2.2. Clinical and Laboratory Evaluation

Demographic, anthropometric, and laboratory data were collected for each participant on the same day to minimize seasonal effects on 25-hydroxy-vitamin D [25(OH)D] levels. Demographic data comprised gender, age, and smoking habits. Anthropometric measurements included weight and height. Height was determined using a Holtain wall stadiometer, while weight was measured with a calibrated computerized digital scale (K-Tron P1-SR, Onrion LLC, Bergenfield, NJ, USA) to the nearest 0.1 kg. Participants were assessed barefoot and in light clothing. BMI was computed by dividing the participant’s weight in kilograms by the square of their height in meters. A second investigator independently verified the anthropometric assessment.
Blood samples were collected in the morning following a 12 h overnight fast by antecubital venipuncture, and serum samples were kept at −20 °C until they were analyzed. The 25(OH)D levels were evaluated using the COBAS 8000 (e801 immunochemistry module) with electrochemiluminescence method provided by Roche Diagnostics (Mannheim, Germany). Ferritin and IL-6 were measured with electrochemiluminescence innunoassays on ELECSYS analyzer and hs-CRP with a particle-enhanced immunoturbidimetric assay on a COBAS Pure analyzer provided by the same manufacturer. Beta-defensin 2 levels and presepsin were measured using commercial kits based on sandwich enzyme-linked immunosorbent assay (ELISA) technology (Wuhan Fine Biotech Co, Ltd., Wuhan, China).

2.3. Statistical Analysis

Categorical variables were represented by frequencies and percentages, whereas scale measurements were conveyed using means and standard deviations. Following normality tests, medians and ranges were employed to infer statistics across the groups of interest, using the Mann–Whitney test for pairwise comparisons. Spearman’s Rho correlation coefficient was evaluated to assess statistical significance between outcome levels and 25(OH)D and age. Pearson’s chi-square test was used to explore associations between obesity and both vitamin D sufficiency as well as intake. A linear regression model was constructed to identify independent predictors for hs-CRP levels when comparing obese to non-obese groups, incorporating factors such as smoking, age, gender, 25(OH)D levels, and vitamin D intake into the analysis. A significance level of 0.05 was set for all tests, and the analyses were conducted using SPSS version 26.0 (IBM Corp., Armonk, NY, USA).

2.4. Ethical Aspects

The research adhered to the principles outlined in the Declaration of Helsinki. All participants provided their informed written consent before entering the study. The research protocol received approval from the Aristotle University of Thessaloniki Bioethics Committee (approval number 192, approved on 5 June 2020).

3. Results

3.1. Characteristics of the Study Subjects

The study population consisted of 81 individuals, among whom 61.7% were females. The obesity group included 27 subjects, with 34 individuals in the overweight group and 20 participants in the control group. The study subjects had an average age of 47.48 years, an average body weight of 81.63 kg, and an average BMI of 28.81 kg/m2. The mean BMIs in the control, overweight, and obesity groups were 22.53, 27.45, and 35.18 kg/m2, respectively. One third (33.3%) of the participants were taking vitamin D supplements, which were prescribed by a primary care physician or purchased over the counter. As anticipated, there were significant differences in anthropometric indices between the three groups (p < 0.01 for all comparisons). However, there were no substantial differences between the groups in terms of age, gender distribution, and smoking habit, with all p-values exceeding 0.05. Additionally, average 25(OH)D levels and duration of supplementation did not differ among the groups (p = 0.179 and p = 0.324, respectively). Supplementary Table S1 displays the study population’s characteristics sorted by BMI categories.
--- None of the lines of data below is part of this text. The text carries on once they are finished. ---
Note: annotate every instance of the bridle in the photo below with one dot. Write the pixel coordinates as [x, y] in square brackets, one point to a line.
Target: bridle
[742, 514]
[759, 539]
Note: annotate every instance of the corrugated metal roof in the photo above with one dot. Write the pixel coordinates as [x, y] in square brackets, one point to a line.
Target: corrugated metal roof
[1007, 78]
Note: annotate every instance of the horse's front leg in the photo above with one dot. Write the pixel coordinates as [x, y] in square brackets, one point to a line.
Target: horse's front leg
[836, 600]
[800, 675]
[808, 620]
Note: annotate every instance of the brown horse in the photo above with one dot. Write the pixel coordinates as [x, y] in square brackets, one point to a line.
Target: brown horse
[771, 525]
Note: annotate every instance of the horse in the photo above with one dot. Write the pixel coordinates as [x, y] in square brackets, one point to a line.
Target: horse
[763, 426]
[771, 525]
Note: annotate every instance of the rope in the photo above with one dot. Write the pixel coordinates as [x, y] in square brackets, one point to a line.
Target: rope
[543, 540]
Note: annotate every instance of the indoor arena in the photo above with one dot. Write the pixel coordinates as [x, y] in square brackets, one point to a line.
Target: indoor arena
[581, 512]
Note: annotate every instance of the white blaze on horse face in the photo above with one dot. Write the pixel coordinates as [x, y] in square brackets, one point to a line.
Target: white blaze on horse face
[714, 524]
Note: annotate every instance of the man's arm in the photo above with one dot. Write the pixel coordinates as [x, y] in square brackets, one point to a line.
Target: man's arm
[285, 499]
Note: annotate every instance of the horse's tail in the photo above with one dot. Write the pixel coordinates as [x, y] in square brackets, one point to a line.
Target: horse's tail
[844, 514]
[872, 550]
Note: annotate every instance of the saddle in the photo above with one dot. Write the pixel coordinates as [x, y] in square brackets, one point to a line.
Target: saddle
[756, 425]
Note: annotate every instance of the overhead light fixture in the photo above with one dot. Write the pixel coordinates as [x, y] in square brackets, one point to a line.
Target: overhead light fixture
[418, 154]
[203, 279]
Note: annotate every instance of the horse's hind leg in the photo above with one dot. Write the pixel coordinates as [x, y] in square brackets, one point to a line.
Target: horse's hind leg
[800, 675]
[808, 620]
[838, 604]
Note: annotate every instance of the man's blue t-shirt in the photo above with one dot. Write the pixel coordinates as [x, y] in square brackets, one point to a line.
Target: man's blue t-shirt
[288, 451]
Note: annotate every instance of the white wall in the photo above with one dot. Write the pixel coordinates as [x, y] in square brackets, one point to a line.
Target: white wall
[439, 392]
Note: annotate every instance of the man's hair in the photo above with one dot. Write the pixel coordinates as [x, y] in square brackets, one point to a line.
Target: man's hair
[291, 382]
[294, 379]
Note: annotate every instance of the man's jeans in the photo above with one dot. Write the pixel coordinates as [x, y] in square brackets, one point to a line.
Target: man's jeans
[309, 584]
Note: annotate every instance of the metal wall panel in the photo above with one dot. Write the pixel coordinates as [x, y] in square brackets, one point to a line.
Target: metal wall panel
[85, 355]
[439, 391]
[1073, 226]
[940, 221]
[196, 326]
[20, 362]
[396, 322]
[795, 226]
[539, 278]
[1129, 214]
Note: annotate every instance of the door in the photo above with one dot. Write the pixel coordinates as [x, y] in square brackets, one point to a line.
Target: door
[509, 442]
3.2. Inflammatory Markers in the Study Groups

We did not observe significant differences in the values of beta-defensin 2 (p = 0.936), presepsin (p = 0.175), IL-6 (p = 0.341), and ferritin (p = 0.237) between the obesity group and the control/overweight group (Table 1).
The same pattern was observed when the three study groups were examined separately. Hs-CRP was found to be almost twice higher in the obesity group than in the control/overweight group; however, the difference was found to be marginally non-significant (0.36 vs. 0.20 mg/dL, p = 0.076). When the analysis was adjusted for age, sex, smoking, 25(OH)D, and vitamin D intake, hs-CRP was found to be significantly higher in the obesity group compared to the comparator group (p = 0.044) (Figure 1).
We did not find a significant relationship between the hs-CRP values and age (p = 0.219), 25(OH)D levels (p = 0.871), sex (p = 0.777), and vitamin D intake (p = 0.186). Statistically significant and positive correlations were found between beta-defensin 2 and presepsin (Rho = 0.283; p = 0.012), between presepsin and hs-CRP (Rho = 0.336; p = 0.002) (Figure 2), and a marginally non-significant correlation between presepsin and ferritin (Rho = 0.213; p = 0.060).
There were no significant correlations between IL-6 and any of the other biomarkers. Figure 3 provides an overview of the correlations between the inflammatory markers measured in the study population.

4. Discussion

To our knowledge, this is the first study in the literature in which beta-defensin 2, a novel biomarker of inflammation and intestinal dysbiosis, was measured in an infection-free population with overweight and obesity but without diabetes. Our findings indicate that beta-defensin 2 is positively correlated with presepsin, whereas we observed an interaction between various biomarkers that reflect distinct pathophysiological pathways, where inflammation acts as the connecting link between them.
Presepsin is the soluble form of the Gram-negative bacteria lipopolysaccharide (LPS) receptor and serves as a promoter of intracellular processes that regulate the immunological response to bacterial and fungal infections [14]. Although originally emerged as a biomarker of sepsis, recent data from our group suggest that it can accurately reflect metabolic dysregulation in infection-free subjects with type 1 and type 2 diabetes [15]. Furthermore, it is well correlated with conventional markers of glycemic control, such as continuous glucose-monitoring metrics [16]. It has been hypothesized that intestinal dysbiosis in people with metabolic disorders results in the penetration of increased LPS concentrations into the bloodstream, taking advantage of the vulnerability of the gut epithelial barrier [17]. The rise in LPS levels is reasonably accompanied by a respective increase in the amount of its linker, which is presepsin. We have recently shown that obesity is characterized by higher presepsin values compared to lean and overweight states [18]. The findings of the present study suggest that in overweight and obesity, beta-defensin 2 levels increase in parallel with presepsin, possibly as a counterregulatory mechanism against the harmful effects of metabolic endotoxemia.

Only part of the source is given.